Das deutsche Ausbildungssystem ist Geflüchteten in der Regel fremd. Erläutern Sie ihnen deshalb die Grundlagen und Vorteile einer Lehre und weisen Sie sie auch auf Unterstützungsangebote wie beispielsweise BAföG (Berufsausbildungsförderungsgesetz) hin.
Ein guter Hebel, um Geflüchtete für eine Ausbildung zu motivieren: Erklären Sie ihnen, warum eine Ausbildung die beste Voraussetzung für die berufliche Zukunft ist. Das kann ihre Motivation stärken.
Tägliches Training verbessert die Deutschkenntnisse schnell. Deshalb ist der Berufsalltag immer noch der beste Weg für den Spracherwerb. Sie haben mehrere Angestellte mit anderen Muttersprachen? Regen Sie an, auch untereinander Deutsch zu sprechen. So machen sie noch schneller Fortschritte!
Sie müssen Integration nicht alleine stemmen! Verschiedene Initiativen und Netzwerke unterstützen Sie bei rechtlichen Fragen und mit praxisnahen Tipps und Leitfäden zur Integration: z.B. die Charta der Vielfalt, das Netzwerk „Unternehmen integrieren Flüchtlinge“ oder das Kompetenzzentrum Fachkräftesicherung (Kofa). Auch die örtliche Handwerkskammer ist eine gute Anlaufstelle!
Praktische Erfahrungen können Geflüchtete auch in einer Einstiegsqualifizierung (EQ) sammeln, wo sie auf eine Berufsausbildung vorbreitet werden. So können Sie Ihre potenziellen zukünftigen Fachkräfte kennenlernen, während die jungen Menschen tiefere Einblicke in einen Ausbildungsberuf erhalten. EQ ist ein betriebliches und vergütetes Langzeitpraktikum von sechs bis zwölf Monaten.
Schneller Anschluss dank Tandempartner*in: Stellen Sie neuen Beschäftigten erfahrene deutschsprachige Kolleg*innen zur Seite. Sie unterstützen in der Einarbeitungsphase bei allen wichtigen Fragen zum Betriebsalltag und sind auch beim Spracherwerb wichtige Sparringpartner*innen.
Das Förderprogramm IQ bietet Menschen mit ausländischen Berufsqualifikationen eine Anerkennungs- und Qualifizierungsberatung an. Dabei erfahren sie zum Beispiel, welche Papiere erforderlich sind. Es werden Ausgleichsmaßnahmen angeboten, wenn es große Unterschiede zum deutschen Referenzberuf gibt.
Im Anerkennungs-Finder "Anerkennung in Deutschland" erfahren Geflüchtete, ob und wo ihr ausländischer Berufsabschluss anerkannt wird. Bei der Zentralstelle für ausländisches Bildungswesen können sie eine individuelle Zeugnisbewertung anfordern. Das hilft ebenfalls bei der Einschätzung ihrer Qualifikation.
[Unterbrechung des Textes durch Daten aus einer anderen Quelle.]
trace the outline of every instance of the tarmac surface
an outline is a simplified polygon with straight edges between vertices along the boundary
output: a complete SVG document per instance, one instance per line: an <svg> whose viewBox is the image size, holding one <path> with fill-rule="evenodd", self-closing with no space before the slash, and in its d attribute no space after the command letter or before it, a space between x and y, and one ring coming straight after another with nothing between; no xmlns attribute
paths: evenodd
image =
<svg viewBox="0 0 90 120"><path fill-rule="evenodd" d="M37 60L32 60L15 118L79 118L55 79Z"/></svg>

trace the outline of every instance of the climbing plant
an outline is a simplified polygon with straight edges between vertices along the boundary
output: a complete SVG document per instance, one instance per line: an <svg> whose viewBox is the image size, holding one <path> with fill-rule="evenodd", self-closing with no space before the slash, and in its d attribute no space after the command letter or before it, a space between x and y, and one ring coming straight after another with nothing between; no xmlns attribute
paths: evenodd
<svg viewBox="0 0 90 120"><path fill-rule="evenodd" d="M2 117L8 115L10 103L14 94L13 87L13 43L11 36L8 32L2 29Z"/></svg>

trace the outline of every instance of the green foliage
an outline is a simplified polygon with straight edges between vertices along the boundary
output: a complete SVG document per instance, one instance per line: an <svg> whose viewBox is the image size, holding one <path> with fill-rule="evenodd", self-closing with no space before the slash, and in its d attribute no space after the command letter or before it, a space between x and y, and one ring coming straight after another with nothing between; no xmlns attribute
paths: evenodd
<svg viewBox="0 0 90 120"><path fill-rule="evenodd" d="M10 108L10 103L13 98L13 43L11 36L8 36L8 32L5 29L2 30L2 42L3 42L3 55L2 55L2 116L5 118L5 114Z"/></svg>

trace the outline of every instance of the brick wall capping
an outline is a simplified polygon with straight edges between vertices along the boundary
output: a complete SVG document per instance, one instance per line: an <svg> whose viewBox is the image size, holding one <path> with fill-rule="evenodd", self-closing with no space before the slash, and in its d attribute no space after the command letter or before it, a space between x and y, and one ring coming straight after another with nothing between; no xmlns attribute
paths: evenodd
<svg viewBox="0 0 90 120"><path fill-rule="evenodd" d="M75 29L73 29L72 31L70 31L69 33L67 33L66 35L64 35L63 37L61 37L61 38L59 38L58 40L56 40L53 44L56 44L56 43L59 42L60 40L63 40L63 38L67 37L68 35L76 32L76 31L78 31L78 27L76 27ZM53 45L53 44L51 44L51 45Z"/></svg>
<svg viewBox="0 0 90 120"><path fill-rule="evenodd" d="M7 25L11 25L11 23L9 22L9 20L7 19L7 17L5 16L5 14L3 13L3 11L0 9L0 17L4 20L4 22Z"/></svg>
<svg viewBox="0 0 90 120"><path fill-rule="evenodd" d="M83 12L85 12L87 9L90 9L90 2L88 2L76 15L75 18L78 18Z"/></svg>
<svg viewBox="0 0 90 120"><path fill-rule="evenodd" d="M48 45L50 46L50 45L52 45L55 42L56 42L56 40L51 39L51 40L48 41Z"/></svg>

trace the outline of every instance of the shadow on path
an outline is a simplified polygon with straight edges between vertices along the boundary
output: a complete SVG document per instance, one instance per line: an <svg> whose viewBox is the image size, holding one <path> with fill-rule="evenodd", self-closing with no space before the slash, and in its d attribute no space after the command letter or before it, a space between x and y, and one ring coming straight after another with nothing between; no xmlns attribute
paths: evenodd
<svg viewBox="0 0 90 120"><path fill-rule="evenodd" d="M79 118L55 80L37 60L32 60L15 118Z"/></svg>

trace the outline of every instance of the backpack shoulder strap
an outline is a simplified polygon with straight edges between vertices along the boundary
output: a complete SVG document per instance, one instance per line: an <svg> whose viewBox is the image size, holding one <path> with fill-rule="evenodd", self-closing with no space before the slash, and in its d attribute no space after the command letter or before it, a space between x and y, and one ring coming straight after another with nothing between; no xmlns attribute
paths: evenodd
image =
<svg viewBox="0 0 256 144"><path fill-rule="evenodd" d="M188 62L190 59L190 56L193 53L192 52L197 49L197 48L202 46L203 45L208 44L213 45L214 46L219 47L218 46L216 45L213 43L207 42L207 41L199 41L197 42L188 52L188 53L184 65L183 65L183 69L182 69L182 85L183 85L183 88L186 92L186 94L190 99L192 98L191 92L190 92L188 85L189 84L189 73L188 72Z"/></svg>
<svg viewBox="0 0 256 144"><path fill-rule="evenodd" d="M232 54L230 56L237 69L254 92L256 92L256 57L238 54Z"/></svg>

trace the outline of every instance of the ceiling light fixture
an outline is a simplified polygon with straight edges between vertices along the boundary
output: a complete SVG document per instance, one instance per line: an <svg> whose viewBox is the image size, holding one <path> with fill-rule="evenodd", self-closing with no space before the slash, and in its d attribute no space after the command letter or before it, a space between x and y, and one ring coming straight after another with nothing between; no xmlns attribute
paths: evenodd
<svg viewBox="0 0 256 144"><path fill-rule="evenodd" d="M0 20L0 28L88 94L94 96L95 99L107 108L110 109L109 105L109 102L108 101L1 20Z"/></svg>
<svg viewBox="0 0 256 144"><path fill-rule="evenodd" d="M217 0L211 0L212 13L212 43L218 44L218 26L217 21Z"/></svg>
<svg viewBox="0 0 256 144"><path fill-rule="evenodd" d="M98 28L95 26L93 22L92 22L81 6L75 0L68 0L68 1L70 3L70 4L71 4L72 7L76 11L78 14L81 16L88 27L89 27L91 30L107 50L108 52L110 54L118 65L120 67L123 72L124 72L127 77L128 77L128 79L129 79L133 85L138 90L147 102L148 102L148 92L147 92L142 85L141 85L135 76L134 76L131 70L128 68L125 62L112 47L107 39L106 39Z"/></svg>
Ein guter Start ins Berufsleben ist möglich
Viele positive Beispiele aus der Arbeitswelt zeigen: Sind die ersten Hürden genommen, funktioniert die Zusammenarbeit mit den neuen Kolleg*innen in der Regel gut. Ein tolerantes und offenes Umfeld sowie klare Regeln im Betrieb helfen, die interkulturellen Teams zusammenzuschweißen und Integration zu leben.